Engineering by Design
San Jose, Calif.
Extruded-plastic tubing serves in countless applications, from vacuum lines to medical catheters. But the plastic usually needs help making it through the extrusion die. This is where extrusion pullers come in. They apply tension to the plastic layered tubes or solids at up to 300 fpm using a pair of adjustable-speed pinch rollers or caterpillar drives.
Making cylindrical product with a consistent diameter can be tricky. For example, higher pull speeds shrink tube diameter while die temperature and mandrel air pressure also affect size. Meanwhile, so-called hot dies located downstream between pinch-roller pairs shear unwanted discontinuities on the outside of the tubing.
Extrusions may also include subsurface wire braiding. High-voltage electrical probes detect sections with exposed wires and signal a cutter to chop them out. Good product is then collected on a roll or cut to selected lengths.
If any process step is out of whack, it can throw downstream steps out of whack, as well. Unfortunately, the equipment performing each of these functions often uses controls with different, perhaps proprietary, interfaces and protocols. This lack of a common "language" not only complicates diagnostics but also demands maintenance personnel be proficient in multiple software packages. On top of that, the trial-and-error method of manually adjusting process variables consumes time and raw material. So forget about easily controlling the equipment remotely.

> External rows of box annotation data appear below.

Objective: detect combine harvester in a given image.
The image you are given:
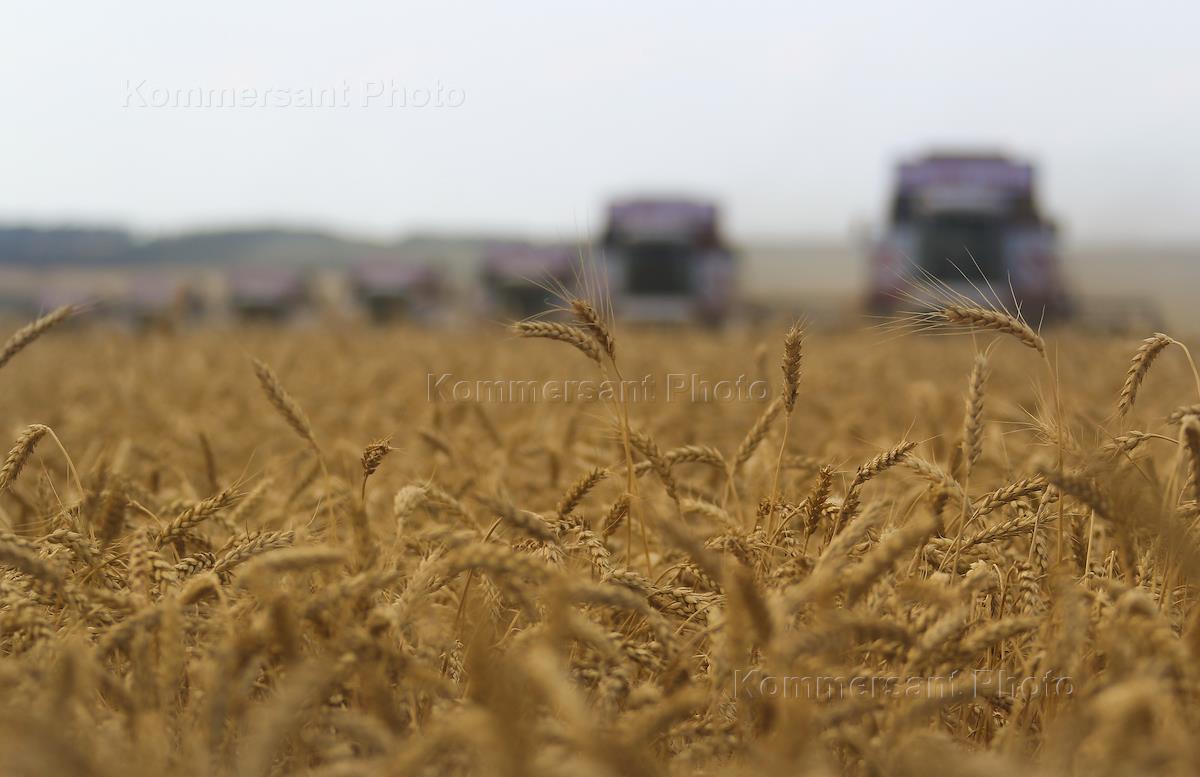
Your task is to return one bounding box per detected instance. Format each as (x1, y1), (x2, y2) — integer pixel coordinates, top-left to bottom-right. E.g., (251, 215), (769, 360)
(868, 153), (1073, 325)
(480, 242), (576, 319)
(227, 265), (312, 324)
(349, 259), (445, 324)
(868, 153), (1162, 332)
(600, 198), (734, 326)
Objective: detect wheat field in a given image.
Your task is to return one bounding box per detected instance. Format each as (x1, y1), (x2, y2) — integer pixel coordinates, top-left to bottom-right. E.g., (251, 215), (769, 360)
(0, 303), (1200, 777)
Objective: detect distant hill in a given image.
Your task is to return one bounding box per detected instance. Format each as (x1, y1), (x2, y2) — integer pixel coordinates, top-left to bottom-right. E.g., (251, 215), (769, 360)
(0, 225), (528, 275)
(0, 227), (133, 266)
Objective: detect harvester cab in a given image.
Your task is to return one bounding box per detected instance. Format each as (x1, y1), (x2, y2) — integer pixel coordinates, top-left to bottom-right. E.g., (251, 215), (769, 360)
(602, 199), (734, 325)
(869, 153), (1070, 321)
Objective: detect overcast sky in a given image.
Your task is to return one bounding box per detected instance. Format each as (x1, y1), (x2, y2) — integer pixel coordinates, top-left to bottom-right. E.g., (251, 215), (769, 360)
(0, 0), (1200, 241)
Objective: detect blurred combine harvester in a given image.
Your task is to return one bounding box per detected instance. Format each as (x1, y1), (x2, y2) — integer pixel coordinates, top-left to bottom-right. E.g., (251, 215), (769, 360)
(349, 259), (445, 323)
(480, 242), (576, 318)
(120, 271), (204, 327)
(601, 198), (734, 324)
(228, 265), (311, 323)
(869, 153), (1072, 324)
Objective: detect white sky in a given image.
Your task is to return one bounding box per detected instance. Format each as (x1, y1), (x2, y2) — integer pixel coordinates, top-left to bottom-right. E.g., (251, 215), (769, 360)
(0, 0), (1200, 241)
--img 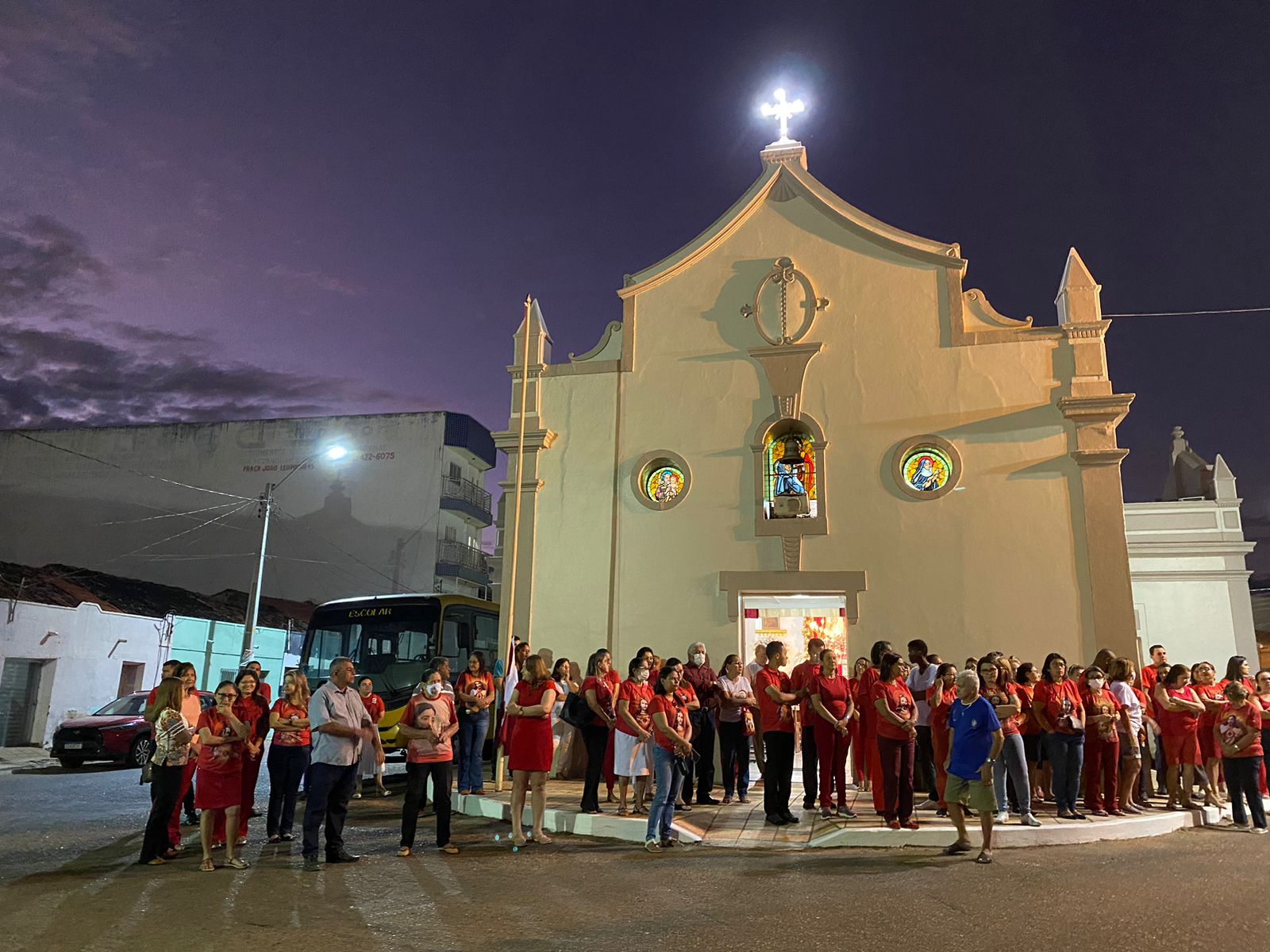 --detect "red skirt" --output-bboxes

Most of today's extrusion pullers combine insulation-integrity testing and cutting product to length in a single machine. But some extrusion pullers go a step further and use various methods to build a control loop between puller hardware and key extruder processes. Closed-loop control boosts production, reduces scrap, and makes possible remote operation.
However, some closed-loop systems only work for constant-sized extrusions. One reason is the use of laser micrometers for size feedback. Laser micrometers tend to have single-diameter target range and going outside that range renders signals meaningless. Well almost. Operators often use the off-the-scale signals to manually adjust puller speeds, timing, extruder heat, and air pressure to change tubing diameter at fixed intervals. Certain catheters, for instance, require enlarged areas (bumps) to work properly.
This method of making bumps wastes time and material because the puller forms the bumps and it's located about 10 ft downstream from the extruder. Operators have to physically check bump size with an optical comparator then, if necessary, manually tweak the machines to bring it back in spec, all the while making 10-ft runs of scrap.
But some extrusion systems get around this limitation and close the control loop when making bumped product. Here, extrusion-puller timing speeds as well as extrusion air pressure (one way of controlling tubing inner diameter) are modulated based on feedback from a laser micrometer or a vision systems comprised of two video cameras and an Ethernet-wired controller. The diameter-measurement sensor gages formed bumps, and automatically adjusts controlled-process variables to keep them in spec.
Some extrusion systems use Ethernet for network access to system software, production data, and programmable components including PLCs, servomotors, position sensors, machine-vision systems, heater controls, and pressure regulators. Ethernet routers or switches in these machines let far-flung experts remotely diagnose and optimize processes. Some machines are in distant factories often running around the clock and downtime must be minimized. Having remote access means customers don't have to wait for a technician to diagnose and correct software or process issues.
In practice, using Ethernet for system communication requires assigning an IP address to the puller and getting authority to pass through the customer's Internet firewall to establish a virtual private network. Connecting to a phone line through an on-site PC can allay security concerns. This is also simpler and faster to execute because it doesn't involve IT personnel and associated management approvals. And installing a phone modem in the machine itself can eliminate on-site PCs.